Não está dando muito certo. A administração até tem bons números a apresentar em termos de crescimento, renda e emprego, mas eles foram obtidos de modo insustentável. A receita de turbinar a economia com gastos públicos não é uma que possa ser adotada em bases permanentes. É justamente por isso que governantes costumam repartir seus mandatos em anos de contenção seguidos de anos de expansão dos investimentos.
O problema de Lula é não apenas que os bons indicadores macroeconômicos não se converteram em popularidade como também que a administração vai acumulando desgastes naturais. O governo petista não criou o escândalo do INSS, mas o ampliou e se mostrou negligente em seu enfrentamento. Pelo menos parte disso vai para a conta de Lula.

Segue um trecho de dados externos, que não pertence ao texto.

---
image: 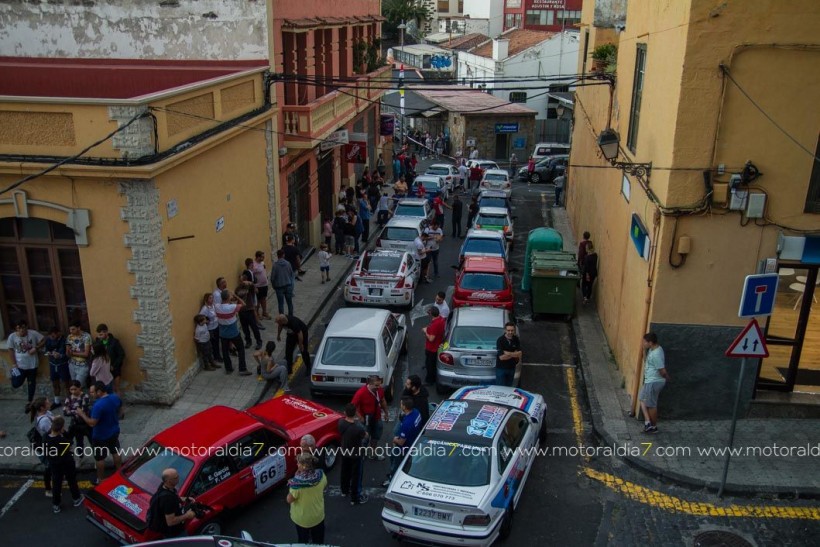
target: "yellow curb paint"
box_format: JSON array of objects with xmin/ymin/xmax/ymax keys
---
[{"xmin": 583, "ymin": 467, "xmax": 820, "ymax": 520}]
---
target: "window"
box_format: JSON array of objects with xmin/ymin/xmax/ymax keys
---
[
  {"xmin": 803, "ymin": 138, "xmax": 820, "ymax": 213},
  {"xmin": 626, "ymin": 44, "xmax": 646, "ymax": 153},
  {"xmin": 0, "ymin": 218, "xmax": 88, "ymax": 336}
]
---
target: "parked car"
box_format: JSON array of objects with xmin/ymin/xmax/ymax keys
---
[
  {"xmin": 458, "ymin": 229, "xmax": 509, "ymax": 264},
  {"xmin": 84, "ymin": 395, "xmax": 341, "ymax": 543},
  {"xmin": 382, "ymin": 386, "xmax": 547, "ymax": 547},
  {"xmin": 344, "ymin": 249, "xmax": 420, "ymax": 308},
  {"xmin": 450, "ymin": 256, "xmax": 513, "ymax": 311},
  {"xmin": 436, "ymin": 306, "xmax": 521, "ymax": 393},
  {"xmin": 479, "ymin": 169, "xmax": 512, "ymax": 197},
  {"xmin": 410, "ymin": 175, "xmax": 450, "ymax": 201},
  {"xmin": 376, "ymin": 217, "xmax": 427, "ymax": 252},
  {"xmin": 310, "ymin": 308, "xmax": 407, "ymax": 401},
  {"xmin": 532, "ymin": 142, "xmax": 571, "ymax": 161},
  {"xmin": 393, "ymin": 198, "xmax": 433, "ymax": 221},
  {"xmin": 478, "ymin": 190, "xmax": 512, "ymax": 211},
  {"xmin": 472, "ymin": 207, "xmax": 515, "ymax": 249},
  {"xmin": 424, "ymin": 163, "xmax": 460, "ymax": 192}
]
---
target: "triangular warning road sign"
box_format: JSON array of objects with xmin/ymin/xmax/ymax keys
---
[{"xmin": 726, "ymin": 319, "xmax": 769, "ymax": 357}]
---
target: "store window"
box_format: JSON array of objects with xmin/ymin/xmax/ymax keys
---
[{"xmin": 0, "ymin": 218, "xmax": 88, "ymax": 338}]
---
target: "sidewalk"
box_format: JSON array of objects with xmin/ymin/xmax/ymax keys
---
[
  {"xmin": 0, "ymin": 246, "xmax": 362, "ymax": 472},
  {"xmin": 551, "ymin": 204, "xmax": 820, "ymax": 497}
]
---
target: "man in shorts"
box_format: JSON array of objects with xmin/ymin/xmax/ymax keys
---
[
  {"xmin": 77, "ymin": 380, "xmax": 122, "ymax": 484},
  {"xmin": 638, "ymin": 332, "xmax": 669, "ymax": 433}
]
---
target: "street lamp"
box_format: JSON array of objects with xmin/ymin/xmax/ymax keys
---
[{"xmin": 598, "ymin": 128, "xmax": 652, "ymax": 184}]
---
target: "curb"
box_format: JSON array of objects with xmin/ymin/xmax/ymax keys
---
[{"xmin": 572, "ymin": 316, "xmax": 820, "ymax": 499}]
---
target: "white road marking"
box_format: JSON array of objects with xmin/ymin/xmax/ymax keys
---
[{"xmin": 0, "ymin": 479, "xmax": 34, "ymax": 518}]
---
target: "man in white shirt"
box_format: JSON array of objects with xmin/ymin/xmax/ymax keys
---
[{"xmin": 433, "ymin": 291, "xmax": 450, "ymax": 319}]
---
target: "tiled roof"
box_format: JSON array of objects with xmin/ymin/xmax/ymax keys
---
[
  {"xmin": 470, "ymin": 29, "xmax": 555, "ymax": 58},
  {"xmin": 439, "ymin": 32, "xmax": 492, "ymax": 53},
  {"xmin": 408, "ymin": 85, "xmax": 536, "ymax": 116}
]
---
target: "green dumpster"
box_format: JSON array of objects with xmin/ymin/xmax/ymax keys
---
[
  {"xmin": 530, "ymin": 251, "xmax": 580, "ymax": 317},
  {"xmin": 521, "ymin": 228, "xmax": 564, "ymax": 291}
]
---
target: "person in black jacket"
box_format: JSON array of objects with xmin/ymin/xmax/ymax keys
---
[
  {"xmin": 581, "ymin": 241, "xmax": 598, "ymax": 304},
  {"xmin": 401, "ymin": 374, "xmax": 430, "ymax": 424}
]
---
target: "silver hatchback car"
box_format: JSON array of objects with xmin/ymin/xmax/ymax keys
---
[{"xmin": 436, "ymin": 306, "xmax": 521, "ymax": 393}]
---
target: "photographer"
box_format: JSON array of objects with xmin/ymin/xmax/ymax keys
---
[{"xmin": 148, "ymin": 468, "xmax": 196, "ymax": 538}]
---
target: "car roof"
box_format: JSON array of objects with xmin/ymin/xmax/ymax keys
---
[
  {"xmin": 325, "ymin": 308, "xmax": 390, "ymax": 338},
  {"xmin": 478, "ymin": 207, "xmax": 510, "ymax": 216},
  {"xmin": 453, "ymin": 306, "xmax": 509, "ymax": 327},
  {"xmin": 464, "ymin": 256, "xmax": 507, "ymax": 273},
  {"xmin": 467, "ymin": 228, "xmax": 504, "ymax": 240}
]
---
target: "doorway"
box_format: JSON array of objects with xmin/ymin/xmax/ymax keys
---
[{"xmin": 756, "ymin": 263, "xmax": 820, "ymax": 393}]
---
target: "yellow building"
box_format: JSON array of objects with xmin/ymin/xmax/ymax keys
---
[
  {"xmin": 567, "ymin": 0, "xmax": 820, "ymax": 418},
  {"xmin": 0, "ymin": 58, "xmax": 279, "ymax": 403}
]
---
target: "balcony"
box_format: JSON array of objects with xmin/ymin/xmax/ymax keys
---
[{"xmin": 281, "ymin": 65, "xmax": 392, "ymax": 149}]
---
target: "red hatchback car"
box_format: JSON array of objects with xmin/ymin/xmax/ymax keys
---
[
  {"xmin": 85, "ymin": 395, "xmax": 342, "ymax": 544},
  {"xmin": 453, "ymin": 256, "xmax": 513, "ymax": 311}
]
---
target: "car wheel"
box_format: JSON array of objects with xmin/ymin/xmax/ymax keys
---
[
  {"xmin": 322, "ymin": 443, "xmax": 339, "ymax": 471},
  {"xmin": 498, "ymin": 508, "xmax": 514, "ymax": 539},
  {"xmin": 198, "ymin": 519, "xmax": 222, "ymax": 536}
]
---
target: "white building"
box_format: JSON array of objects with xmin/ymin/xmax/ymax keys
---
[{"xmin": 457, "ymin": 29, "xmax": 579, "ymax": 140}]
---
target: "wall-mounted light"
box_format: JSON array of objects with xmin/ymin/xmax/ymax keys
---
[{"xmin": 598, "ymin": 128, "xmax": 652, "ymax": 184}]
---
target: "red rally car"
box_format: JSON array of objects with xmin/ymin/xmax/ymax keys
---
[
  {"xmin": 452, "ymin": 256, "xmax": 513, "ymax": 311},
  {"xmin": 85, "ymin": 395, "xmax": 342, "ymax": 544}
]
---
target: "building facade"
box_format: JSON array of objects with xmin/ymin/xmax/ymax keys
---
[{"xmin": 567, "ymin": 0, "xmax": 820, "ymax": 418}]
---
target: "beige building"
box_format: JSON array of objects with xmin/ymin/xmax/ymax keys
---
[{"xmin": 567, "ymin": 0, "xmax": 820, "ymax": 418}]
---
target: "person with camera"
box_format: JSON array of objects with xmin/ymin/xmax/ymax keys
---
[{"xmin": 148, "ymin": 467, "xmax": 196, "ymax": 538}]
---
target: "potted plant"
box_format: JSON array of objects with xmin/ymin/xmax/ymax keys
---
[{"xmin": 592, "ymin": 44, "xmax": 618, "ymax": 72}]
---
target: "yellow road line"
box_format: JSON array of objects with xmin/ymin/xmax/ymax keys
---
[{"xmin": 583, "ymin": 467, "xmax": 820, "ymax": 520}]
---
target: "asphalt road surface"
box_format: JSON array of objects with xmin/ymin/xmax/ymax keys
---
[{"xmin": 0, "ymin": 178, "xmax": 820, "ymax": 547}]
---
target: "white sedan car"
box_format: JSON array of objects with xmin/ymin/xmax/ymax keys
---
[
  {"xmin": 344, "ymin": 249, "xmax": 420, "ymax": 308},
  {"xmin": 382, "ymin": 386, "xmax": 547, "ymax": 547}
]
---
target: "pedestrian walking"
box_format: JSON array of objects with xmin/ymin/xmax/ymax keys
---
[
  {"xmin": 638, "ymin": 332, "xmax": 670, "ymax": 433},
  {"xmin": 274, "ymin": 314, "xmax": 311, "ymax": 376},
  {"xmin": 338, "ymin": 403, "xmax": 368, "ymax": 505},
  {"xmin": 495, "ymin": 321, "xmax": 523, "ymax": 387},
  {"xmin": 350, "ymin": 375, "xmax": 389, "ymax": 461},
  {"xmin": 43, "ymin": 416, "xmax": 83, "ymax": 514},
  {"xmin": 581, "ymin": 241, "xmax": 598, "ymax": 304},
  {"xmin": 270, "ymin": 249, "xmax": 293, "ymax": 315},
  {"xmin": 287, "ymin": 453, "xmax": 327, "ymax": 544},
  {"xmin": 421, "ymin": 306, "xmax": 445, "ymax": 386},
  {"xmin": 77, "ymin": 381, "xmax": 122, "ymax": 484},
  {"xmin": 7, "ymin": 321, "xmax": 44, "ymax": 412}
]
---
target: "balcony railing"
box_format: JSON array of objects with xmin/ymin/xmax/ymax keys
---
[{"xmin": 282, "ymin": 66, "xmax": 392, "ymax": 148}]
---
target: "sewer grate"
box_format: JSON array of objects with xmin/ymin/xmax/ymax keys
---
[{"xmin": 694, "ymin": 530, "xmax": 753, "ymax": 547}]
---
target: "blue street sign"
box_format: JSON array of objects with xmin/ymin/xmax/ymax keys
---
[{"xmin": 737, "ymin": 274, "xmax": 779, "ymax": 317}]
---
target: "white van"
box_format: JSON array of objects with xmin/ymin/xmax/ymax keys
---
[{"xmin": 532, "ymin": 142, "xmax": 570, "ymax": 161}]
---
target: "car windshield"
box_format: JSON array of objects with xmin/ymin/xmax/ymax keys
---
[
  {"xmin": 402, "ymin": 435, "xmax": 491, "ymax": 486},
  {"xmin": 322, "ymin": 336, "xmax": 376, "ymax": 367},
  {"xmin": 484, "ymin": 173, "xmax": 507, "ymax": 182},
  {"xmin": 464, "ymin": 238, "xmax": 504, "ymax": 255},
  {"xmin": 461, "ymin": 272, "xmax": 506, "ymax": 292},
  {"xmin": 450, "ymin": 325, "xmax": 504, "ymax": 349},
  {"xmin": 382, "ymin": 226, "xmax": 419, "ymax": 241},
  {"xmin": 123, "ymin": 441, "xmax": 194, "ymax": 494},
  {"xmin": 362, "ymin": 254, "xmax": 402, "ymax": 275},
  {"xmin": 395, "ymin": 204, "xmax": 427, "ymax": 217},
  {"xmin": 475, "ymin": 214, "xmax": 510, "ymax": 226},
  {"xmin": 478, "ymin": 198, "xmax": 507, "ymax": 209}
]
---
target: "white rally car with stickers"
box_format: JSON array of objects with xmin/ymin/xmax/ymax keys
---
[{"xmin": 382, "ymin": 386, "xmax": 547, "ymax": 546}]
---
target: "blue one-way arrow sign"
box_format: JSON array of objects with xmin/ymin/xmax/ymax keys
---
[{"xmin": 726, "ymin": 319, "xmax": 769, "ymax": 357}]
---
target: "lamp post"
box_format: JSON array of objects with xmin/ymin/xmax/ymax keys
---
[{"xmin": 598, "ymin": 128, "xmax": 652, "ymax": 184}]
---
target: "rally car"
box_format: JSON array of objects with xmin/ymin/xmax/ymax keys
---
[
  {"xmin": 84, "ymin": 395, "xmax": 342, "ymax": 544},
  {"xmin": 382, "ymin": 386, "xmax": 547, "ymax": 547}
]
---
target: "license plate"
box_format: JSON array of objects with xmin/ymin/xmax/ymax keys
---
[{"xmin": 413, "ymin": 507, "xmax": 453, "ymax": 522}]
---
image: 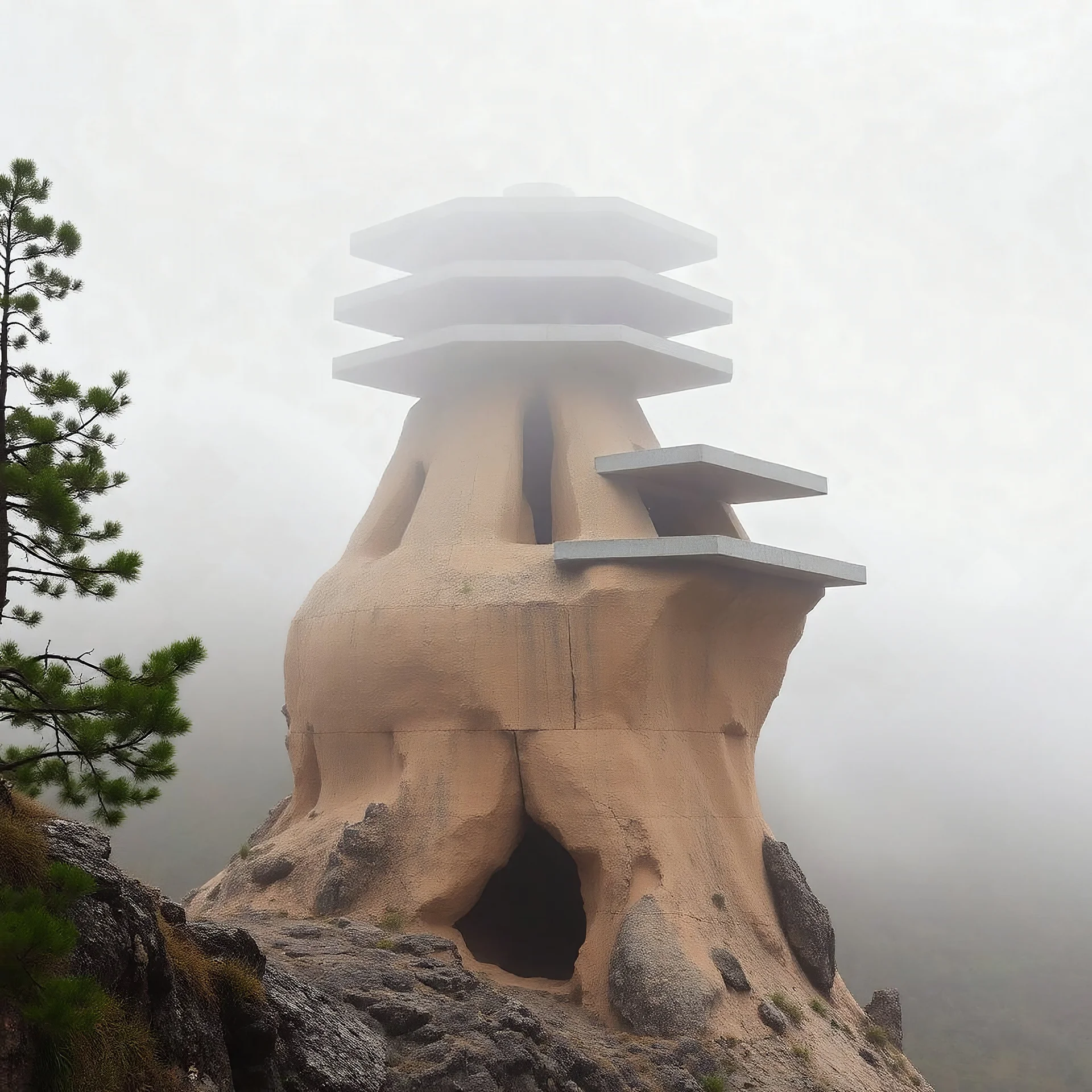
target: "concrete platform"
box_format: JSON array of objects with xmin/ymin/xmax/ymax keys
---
[
  {"xmin": 349, "ymin": 193, "xmax": 717, "ymax": 273},
  {"xmin": 334, "ymin": 261, "xmax": 731, "ymax": 337},
  {"xmin": 334, "ymin": 324, "xmax": 731, "ymax": 399},
  {"xmin": 553, "ymin": 535, "xmax": 866, "ymax": 588},
  {"xmin": 595, "ymin": 444, "xmax": 826, "ymax": 504}
]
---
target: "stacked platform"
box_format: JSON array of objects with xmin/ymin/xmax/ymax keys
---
[{"xmin": 334, "ymin": 187, "xmax": 865, "ymax": 586}]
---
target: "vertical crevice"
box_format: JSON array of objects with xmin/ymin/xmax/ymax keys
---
[
  {"xmin": 523, "ymin": 394, "xmax": 553, "ymax": 546},
  {"xmin": 363, "ymin": 463, "xmax": 426, "ymax": 557},
  {"xmin": 565, "ymin": 610, "xmax": 577, "ymax": 729}
]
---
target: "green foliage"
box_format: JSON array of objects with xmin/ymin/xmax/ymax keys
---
[
  {"xmin": 0, "ymin": 159, "xmax": 205, "ymax": 826},
  {"xmin": 770, "ymin": 990, "xmax": 804, "ymax": 1028},
  {"xmin": 0, "ymin": 862, "xmax": 105, "ymax": 1042}
]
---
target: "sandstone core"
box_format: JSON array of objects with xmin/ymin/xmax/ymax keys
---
[{"xmin": 191, "ymin": 187, "xmax": 878, "ymax": 1049}]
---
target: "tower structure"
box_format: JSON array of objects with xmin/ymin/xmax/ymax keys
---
[{"xmin": 197, "ymin": 187, "xmax": 865, "ymax": 1035}]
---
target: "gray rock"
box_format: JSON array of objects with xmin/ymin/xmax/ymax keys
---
[
  {"xmin": 250, "ymin": 854, "xmax": 296, "ymax": 888},
  {"xmin": 762, "ymin": 838, "xmax": 835, "ymax": 994},
  {"xmin": 393, "ymin": 933, "xmax": 458, "ymax": 956},
  {"xmin": 758, "ymin": 1002, "xmax": 788, "ymax": 1035},
  {"xmin": 315, "ymin": 804, "xmax": 392, "ymax": 917},
  {"xmin": 247, "ymin": 796, "xmax": 292, "ymax": 845},
  {"xmin": 266, "ymin": 963, "xmax": 386, "ymax": 1092},
  {"xmin": 607, "ymin": 894, "xmax": 717, "ymax": 1036},
  {"xmin": 865, "ymin": 990, "xmax": 902, "ymax": 1050},
  {"xmin": 709, "ymin": 948, "xmax": 750, "ymax": 994}
]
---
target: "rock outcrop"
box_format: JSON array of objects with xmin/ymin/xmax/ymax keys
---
[
  {"xmin": 865, "ymin": 990, "xmax": 902, "ymax": 1050},
  {"xmin": 609, "ymin": 894, "xmax": 717, "ymax": 1036},
  {"xmin": 762, "ymin": 838, "xmax": 837, "ymax": 994}
]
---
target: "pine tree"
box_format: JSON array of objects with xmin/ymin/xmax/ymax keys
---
[{"xmin": 0, "ymin": 159, "xmax": 205, "ymax": 826}]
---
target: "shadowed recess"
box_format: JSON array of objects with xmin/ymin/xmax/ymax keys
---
[
  {"xmin": 523, "ymin": 394, "xmax": 553, "ymax": 546},
  {"xmin": 456, "ymin": 819, "xmax": 586, "ymax": 981}
]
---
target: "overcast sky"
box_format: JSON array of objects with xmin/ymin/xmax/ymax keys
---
[{"xmin": 2, "ymin": 0, "xmax": 1092, "ymax": 943}]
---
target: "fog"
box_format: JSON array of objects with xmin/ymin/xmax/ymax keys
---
[{"xmin": 9, "ymin": 0, "xmax": 1092, "ymax": 1090}]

E fica pior. Em termos eleitorais, já é tarde para mudar de estratégia. Lula não tem muita alternativa que não redobrar a aposta nos gastos. E isso coloca a equipe econômica numa situação quase impossível.
Impedido por ordem superior de promover cortes de despesas, o ministro Fernando Haddad se vê compelido a procurar novas receitas e criar ilusionismos contábeis para tentar manter em pé o frágil arcabouço fiscal, sem o qual a gestão da dívida pública piora de vez, com impactos inflacionários e eleitorais.
É um contexto que predispõe a Fazenda a barbeiragens, como vimos na elevação do IOF. Não é algo que tire muitos votos de Lula, mas pode ser o que falta para tirar definitivamente da órbita do petista o grupo de liberais comprometidos com a democracia que se mostrou decisivo para derrotar Bolsonaro.